John was speechless. She didn’t even blink, just looked at me and asked, “What color?”

Ah, we were a fun group. 🙂

A spanking startle… and more

Yeah, I’m still here. Things are complicated and sad. But for once, I’m going to stay on topic. The weekends have been especially hard, so I’ve been taking up some of the time watching/streaming a lot of old movies… and I mean old. I recently watched “Nothing Sacred” from 1937, which contained a single bottom swat and a spanking threat. But it also contained a scene that would never, ever fly now. I’m curious what people will think of it.

I have to give spoilers, for context. This film is one of the genre known as “screwball comedies,” which had a lot of physical comedy, usually preposterous plots, and a little romance thrown in. Hotshot New York newspaper reporter Wally Cook (Fredric March) is desperate to redeem himself with the boss after a terrible reporting gaffe busts him to the obituary column. He finds a story about a young woman named Hazel Flagg (the sublimely funny Carole Lombard) who lives in a Podunk tiny town in Vermont and is dying of radium poisoning. Wally gets the bright idea of bringing Hazel to New York and making her final weeks spectacular, showing her the town, making her into an interest story that everyone will read. So he goes to her small town to offer this to her. She loves the idea of being able to get out of Podunk-ville and have some fun. There’s just one tiny little detail… she’s just seen her doctor, and he told her he was mistaken, that she’s not dying, she’s as healthy as a horse. But she keeps that detail to herself, and becomes the toast of New York, a cause célèbre, getting the key to the city and with people falling all over her, talking about how brave she is. And Wally falls in love with her. Hazel is ditzy as hell, but she’s endearing.
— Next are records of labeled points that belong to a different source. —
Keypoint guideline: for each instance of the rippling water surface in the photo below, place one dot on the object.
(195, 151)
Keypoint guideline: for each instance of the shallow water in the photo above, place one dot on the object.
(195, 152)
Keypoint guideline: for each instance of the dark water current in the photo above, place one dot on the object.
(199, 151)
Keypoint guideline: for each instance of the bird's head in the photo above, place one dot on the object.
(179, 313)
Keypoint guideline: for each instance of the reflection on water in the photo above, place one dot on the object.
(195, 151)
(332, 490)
Cut to later in the film. Wally has asked her to marry him, and he’s also arranged for a team of specialists to come look at her, just in case they can come up with a cure. Uh oh. Hazel then has to confess that she’s not dying, and that this whole angle of human interest is a farce… and Wally realizes his career is going to be shot to hell. When his editor is through with him, he won’t be able to write a grocery list. Needless to say, he’s quite annoyed with her. And with the doctors about to arrive, he comes up with an idea to make her seem sick — get her hot and sweaty and her temperature elevated in a very short time. What follows is this scene.

Warning: This scene is absolutely NOT P.C. Not in the slightest. It could not be filmed in today’s climate. But remember — it was a different time. None of us were around in 1937 (no, not even me). This was considered broad physical comedy. And Ms. Lombard, despite her elegant look, was actually quite a good sport with a bawdy sense of humor and the mouth of a sailor, and she claimed this was one of her favorite films. Plus, look for that single bottom swat at the beginning.

Hey, at least she gave as good as she got!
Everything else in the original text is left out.